The TrimGalore!-0.6.6 wrapper script for Cutadapt (Martin 2011) was used for quality and adapter trimming of all short-read fastq files (parameters: --length 36 -q 20 --stringency 1 -e 0.1 --paired --phred33). For alignment of the Illumina RNA-Seq files to the soft-masked genome assembly, STAR (version 2.7.6a) was used (parameters: --outFilterMultimapNmax 20) (alignment statistics in Table 2) (Dobin et al. 2013). Output BAM files from this STAR alignment were used as input for BRAKER 2.1.5 (parameters: –gff3 –fungus –softmasking) (Bruna et al. 2021). Protein domains were predicted from BRAKER2 models using InterProScan 5.55–88.0 (Jones et al. 2014) and were manually curated to remove genes with transposon-related protein domains, leading to the Illumina-based gene annotation presented in this study.

Table 2.

RNA-Seq datasets used for gene annotation.

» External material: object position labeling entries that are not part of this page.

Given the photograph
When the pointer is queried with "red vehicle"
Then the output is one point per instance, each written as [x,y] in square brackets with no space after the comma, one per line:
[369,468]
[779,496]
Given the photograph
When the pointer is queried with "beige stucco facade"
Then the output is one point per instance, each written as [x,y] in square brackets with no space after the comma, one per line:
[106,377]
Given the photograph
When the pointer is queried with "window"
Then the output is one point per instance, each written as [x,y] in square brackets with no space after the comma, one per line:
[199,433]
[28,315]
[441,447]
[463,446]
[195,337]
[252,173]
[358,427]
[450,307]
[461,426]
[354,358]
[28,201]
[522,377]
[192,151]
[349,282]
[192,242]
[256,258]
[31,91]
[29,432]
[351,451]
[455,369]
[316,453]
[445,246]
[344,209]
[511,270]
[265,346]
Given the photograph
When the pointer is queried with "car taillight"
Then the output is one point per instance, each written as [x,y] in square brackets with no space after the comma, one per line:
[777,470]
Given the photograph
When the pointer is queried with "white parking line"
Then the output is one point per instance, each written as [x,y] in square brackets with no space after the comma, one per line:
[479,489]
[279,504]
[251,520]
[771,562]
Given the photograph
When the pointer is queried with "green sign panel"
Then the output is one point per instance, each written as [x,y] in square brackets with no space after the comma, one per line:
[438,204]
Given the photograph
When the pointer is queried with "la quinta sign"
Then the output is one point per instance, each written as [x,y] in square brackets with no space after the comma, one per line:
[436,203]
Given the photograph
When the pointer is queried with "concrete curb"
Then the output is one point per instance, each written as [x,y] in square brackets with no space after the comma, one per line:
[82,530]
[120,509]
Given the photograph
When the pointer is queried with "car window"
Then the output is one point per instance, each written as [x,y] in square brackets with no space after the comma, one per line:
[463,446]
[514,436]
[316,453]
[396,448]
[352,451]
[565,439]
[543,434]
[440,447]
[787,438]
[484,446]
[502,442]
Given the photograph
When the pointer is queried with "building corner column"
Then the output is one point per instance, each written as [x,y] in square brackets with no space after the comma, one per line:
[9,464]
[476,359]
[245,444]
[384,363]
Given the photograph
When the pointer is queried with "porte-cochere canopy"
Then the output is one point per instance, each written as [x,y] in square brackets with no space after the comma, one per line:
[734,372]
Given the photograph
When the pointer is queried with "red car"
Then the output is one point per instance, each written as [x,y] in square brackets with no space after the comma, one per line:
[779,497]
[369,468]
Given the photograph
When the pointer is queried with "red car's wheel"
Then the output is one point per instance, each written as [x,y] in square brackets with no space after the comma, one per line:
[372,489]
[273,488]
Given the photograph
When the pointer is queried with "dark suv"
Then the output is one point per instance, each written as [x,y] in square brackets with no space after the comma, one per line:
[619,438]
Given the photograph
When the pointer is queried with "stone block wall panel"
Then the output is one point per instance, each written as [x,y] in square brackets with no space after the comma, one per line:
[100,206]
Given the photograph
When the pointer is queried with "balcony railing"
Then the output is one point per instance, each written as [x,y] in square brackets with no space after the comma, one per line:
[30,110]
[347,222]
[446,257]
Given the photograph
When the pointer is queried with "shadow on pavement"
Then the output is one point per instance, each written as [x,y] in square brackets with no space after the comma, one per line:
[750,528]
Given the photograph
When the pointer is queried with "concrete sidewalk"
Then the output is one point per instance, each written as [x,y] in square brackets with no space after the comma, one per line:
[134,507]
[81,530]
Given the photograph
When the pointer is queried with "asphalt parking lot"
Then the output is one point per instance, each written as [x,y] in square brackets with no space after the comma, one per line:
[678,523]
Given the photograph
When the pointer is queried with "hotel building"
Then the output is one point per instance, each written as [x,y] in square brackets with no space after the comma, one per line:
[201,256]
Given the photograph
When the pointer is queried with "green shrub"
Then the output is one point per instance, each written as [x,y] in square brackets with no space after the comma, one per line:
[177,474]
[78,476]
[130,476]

Seq. technology Library name Reads mapped Data access Reference
Illumina PE150 0h_untreated_rep1 (spores) 22,648,424 (93.92%) GSE172187 Dallaire et al. (2021)
24h_exudate_rep1 (spores) 25,766,642 (94.62%)
48h_exudate_rep1 (spores) 22,237,703 (93.65%)
Colonized maize 1,093,801 (4.88%) This study
Illumina PE75 Spores2 28,053,926 (85.42%) PRJNA722386 Dallaire et al. (2021)
Spores3 45,435,299 (76.34%)
Myc2 (N. benthamiana) 28,251,335 (11.97%)
Myc3 (N. benthamiana) 23,216,161 (9.66%)
Nanopore Spores (0 h untreated) 5,003,748 (91.61%) TBA This study
Spores (48 h exudate)

To produce the long-read RNA-Seq data used to refine Illumina-based gene models, Nanopore RNA-Seq was carried out using a sample of R. irregularis DAOM197198 pre-germinated spore plate (50,000 spores/plate) (Table 2 and described below). About 1 µg of total RNA from 3 samples was individually poly(A) selected using the NEBNext Poly(A) mRNA Magnetic Isolation Module (NEB #E7490). Poly(A)+ concentration and rRNA depletion were assessed using Qubit and TapeStation. Approximately 20 ng from each sample (total of 70 ng of poly(A)-selected RNA) was barcoded using the Nanopore PCR-cDNA barcoding kit (Kit SQK-PCB109). PCR was performed with 14 cycles and 6.5-minute extensions. About 33.3 fmol of each barcoded sample was pooled together and prepared for sequencing on an R9.4.1 flow cell. Sequence reads were demultiplexed and basecalled using Guppy Basecalling Software version 5.0.11 + 2b6dbff (Oxford Nanopore Technologies, Limited). Following basecalling, Pychopper version 2.5 was used to trim the reads and rescue fused reads. These reads were provided as evidence to the update script of funannotate version 1.8.7 (https://zenodo.org/record/4054262#.Yv4hJy8w3AY), which uses PASA (Haas et al. 2003, 2008), to refine gene models of the Illumina-based gene annotation; to predict 5′UTR, 3′UTR, and polyadenylation signal sequences; and to extract poly(A) tail sequences. Transposon-related protein domains were removed from the updated gene models, leading to the final Illumina + Nanopore-based gene annotation presented in this study.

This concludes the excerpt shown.